In 2019, the New Yorker had a headline that read “Where Are All the Books About Menopause?” and many have followed since. There are also new products — such as actress Naomi Watts’ Stripes line of health care products for those in perimenopause and menopause — and Facebook groups and forums to talk about these things in a safe, nonjudgmental place. Not all of us are used to talking about our bodies, but certainly more than in our parents’ generations. And we’re going to keep doing so.

“We have disposable income, and are at an age that we have real influence culturally, and we want to know what the hell is going on,” Hollander said. “We ask ‘Is this normal?’”

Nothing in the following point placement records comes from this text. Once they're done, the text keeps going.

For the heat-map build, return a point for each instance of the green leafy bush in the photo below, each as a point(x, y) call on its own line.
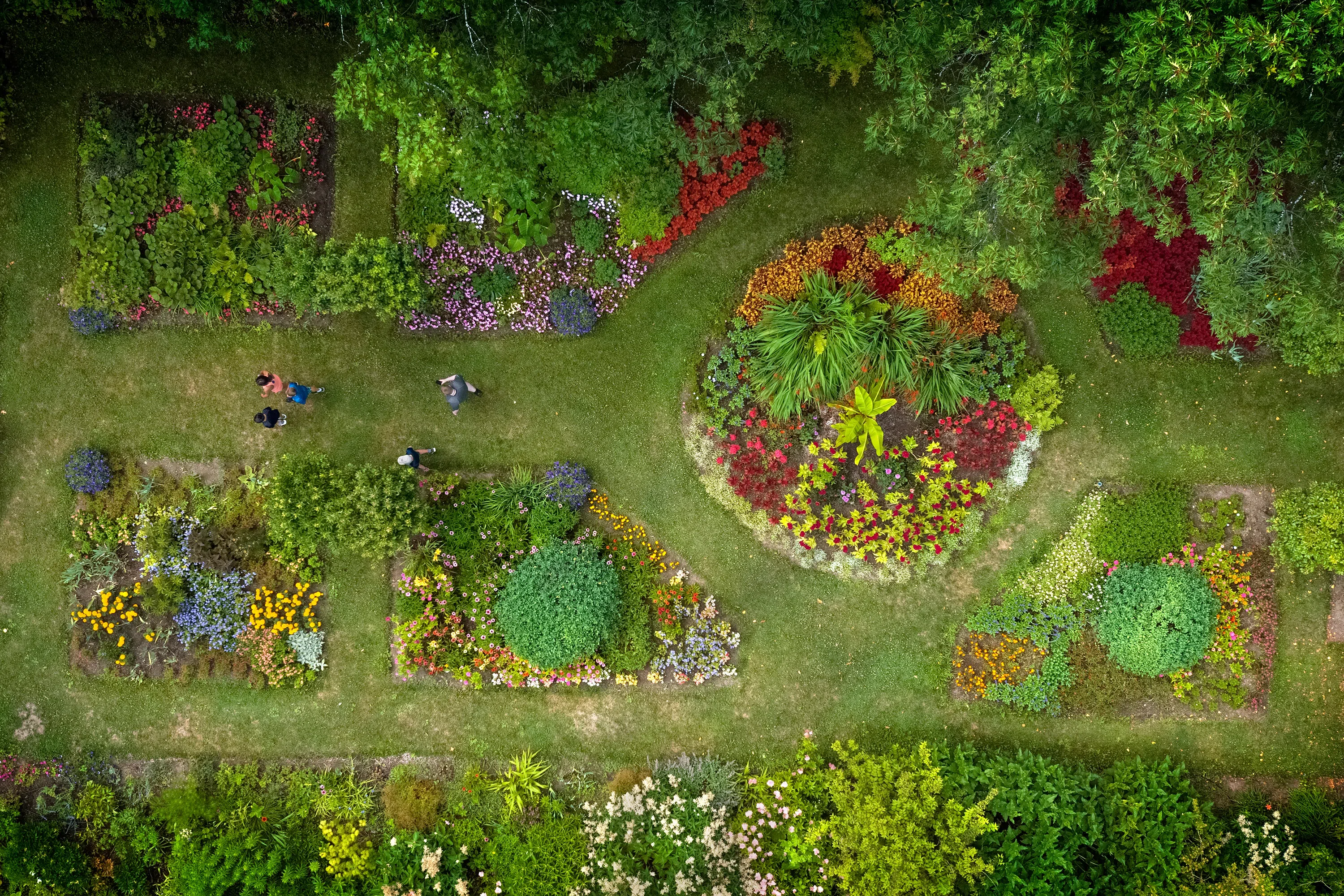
point(379, 509)
point(1140, 324)
point(37, 859)
point(209, 163)
point(412, 802)
point(369, 275)
point(550, 520)
point(894, 832)
point(1156, 618)
point(1144, 526)
point(836, 336)
point(1039, 396)
point(1310, 528)
point(299, 504)
point(560, 605)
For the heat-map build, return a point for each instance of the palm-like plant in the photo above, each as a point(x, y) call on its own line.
point(859, 421)
point(834, 338)
point(945, 371)
point(521, 782)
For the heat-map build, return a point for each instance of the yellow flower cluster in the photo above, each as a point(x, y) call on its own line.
point(783, 279)
point(631, 538)
point(1003, 660)
point(107, 612)
point(276, 612)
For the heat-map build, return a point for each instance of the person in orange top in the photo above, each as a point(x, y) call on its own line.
point(271, 383)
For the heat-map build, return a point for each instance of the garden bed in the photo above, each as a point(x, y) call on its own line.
point(467, 603)
point(1068, 633)
point(172, 577)
point(933, 462)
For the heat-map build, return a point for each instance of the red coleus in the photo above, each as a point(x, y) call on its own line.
point(702, 194)
point(984, 440)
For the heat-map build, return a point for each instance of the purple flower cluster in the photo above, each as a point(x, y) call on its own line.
point(539, 271)
point(215, 609)
point(88, 472)
point(568, 484)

Normal is relative. “For some women, it’s a nightmare, and for others it’s a hiccup. But it’s such a mystery, like ‘Agggh! What’s gonna happen?’” said Julie Blamphin, 54, a certified yoga teacher in Annapolis. Her Celebrate The Pelvic Floor classes focus on strengthening the muscles that support many of our organs, including those weakened by menopause that can make it more likely that you pee when you laugh.

That indignity, along with insomnia, painful sex, weird weight gain, fatigue and a sudden girdle of fat that looks like you’re being eaten from the middle by a pool floaty, are common, but you wouldn’t know that if no one told you. Two years ago I co-founded a private Facebook page about perimenopause after a disappointing discussion with a gynecologist.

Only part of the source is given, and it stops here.